九十八番「風そよぐならの小川の夕暮はみそぎぞ夏のしるしなりける」(従二位家隆)
風で秋を知る、というのは和歌の定石で百人一首では七十一番がこの一手で詠まれています。九十八番はそれを踏まえつつも本意は往く夏を惜しむ心であって、この季節を厭った平安歌人にはけっこうめずらしい詠みぶりではないでしょうか。
「なら」には「楢」と「ならの小川」が掛けられています。これは上賀茂神社を流れる御手洗川のことで、夏の終わり、つまりその地で行われる六月末の「夏越の祓」だけが、夏であることを知らしめてくれるのだと詠っています。
小川と禊ぎから得られる清涼感が抜群で、体感の上で季節は間違いなく秋でしょう。しかし人間とは身勝手なもので、暑さで歌どころではなかった歌人が秋を確実にして、やっぱ夏もいいもんだよねぇと二枚舌に興じる。まあこれこそ移り気の風流人らしい歌なのかもしれません。
しかし感心できないのはこの歌、本歌となる歌を足して2で割っただけだということです。
「みそぎするならの小川の川風に祈りぞわたる下に絶えじと」(八代女王 )
「夏山のならの葉そよぐ夕暮れはことしも秋の心地こそすれ」(源頼綱)
九十八番の三句目にある「夕暮れ」に唐突感があるのは、見てわかるように本歌に依存しているからなんですね。私としては「夕暮れ」の情景なんてないほうが、一首が見事にまとまっていいと思うのですが。

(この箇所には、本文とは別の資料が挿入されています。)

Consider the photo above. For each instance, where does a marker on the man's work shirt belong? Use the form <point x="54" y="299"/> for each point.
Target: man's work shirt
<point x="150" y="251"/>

詠み人は藤原家隆。妻は寂連の娘で、歌は俊成に学んだという人ですから完全に御子左ファミリーの一員です。定家との関係はというと、じつは自他ともに認めるライバルで、家隆の歌力を定家はおおいに認めていました。新勅撰集では家隆の歌を最多で撰んでいますし、百人一首歌も「今度ノ宜シキ歌、唯六月祓バカリ尋常ナリ」と評価しています。
じつのところ家隆こそ、だれよりも新古今らしい新古今歌人でありました。「新儀非拠達磨歌」と揶揄された新風をだれよりも極めたのが、この藤原家隆という歌人であったのです。
「梅が香にむかしをとへば春の月こたへぬ影ぞ袖にうつれる」(藤原家隆)
「ありあけの月まつ宿の袖の上に人だのめなる宵の稲妻」(藤原家隆)
「志賀の浦やとほざかりゆく浪まより氷ほりて出づるありあけの月」(藤原家隆)
難解とされる定家の歌に輪をかけて複雑な情景、抒情ともとれない凡人にはイメージすることさえおぼつかないコトバの芸術。ここまで新古今ぶりを先鋭化させたのはこの家隆と俊成女くらいでしょう。(百人一首歌の平凡な清涼感は、家隆の魅力と真逆にあるように思えます)
新古今という歌の革新は、決して一人の天才のみで成したものではありませんでした。革新を競い合うライバルそしてそれを認め合う主と場があってこそ、奇跡的に生まれたのです。